The standoff is believed to have been sparked by the grounding of the Air Zimbabwe plane at OR Tambo International Airport.
David Chawota, chief executive of the Civil Aviation Authority of Zimbabwe, told the Sky News Africa on Sunday that Zimbabwean authorities were “enforcing” regulations and had not imposed any restrictions on SAA operations, as claimed by the airline.
“We don’t have any restrictions; we are simply doing an enforcement of the regulations and this is over noncompliance to operational issues as SAA doesn’t have a foreign operator’s permit. But they [SAA] are making efforts to redress the situation,” he said.

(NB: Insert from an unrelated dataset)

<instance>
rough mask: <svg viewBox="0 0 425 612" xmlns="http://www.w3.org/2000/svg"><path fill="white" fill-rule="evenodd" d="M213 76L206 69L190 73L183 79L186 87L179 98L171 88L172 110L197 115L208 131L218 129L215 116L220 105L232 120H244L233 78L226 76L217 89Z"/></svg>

With a combined nine daily flights into Harare, Bulawayo and Victoria Falls, the standoff could harm SAA’s grip on the lucrative airline industry in Zimbabwe, which it dominates.
Chawota said the action against SAA “was not a tit for tat”.
In Victoria Falls, SAA passengers were ferried by bus from Victoria Falls Airport to board their flight from Livingstone Airport in Zambia – where it is understood SAA planes were landing.
SAA spokesman Tlali Tlali said the airline was “completely surprised” by the events.
Tlali said 120 passengers were on board flight SA025 from Harare to Johannesburg.
“This was surprising as we have been operating that route for more than 20 years. We are still trying to understand it,” said Tlali, who did not want to comment on whether the Zimbabwean step was in retaliation for the Air Zimbabwe plane being grounded.
“In total, there were supposed to have been eight flights operated by SAA into and out of Zimbabwe on Saturday – some to and from Harare, and some to and from Victoria Falls,” said Tlali.
“We have decided not to operate those flights until the situation changes. If the situation changes.”
Civil Aviation Authority spokesman Kabelo Ledwaba said the Air Zimbabwe flight was prevented from leaving on Friday when a routine “ramp inspection” uncovered the absence of a foreign operator’s permit.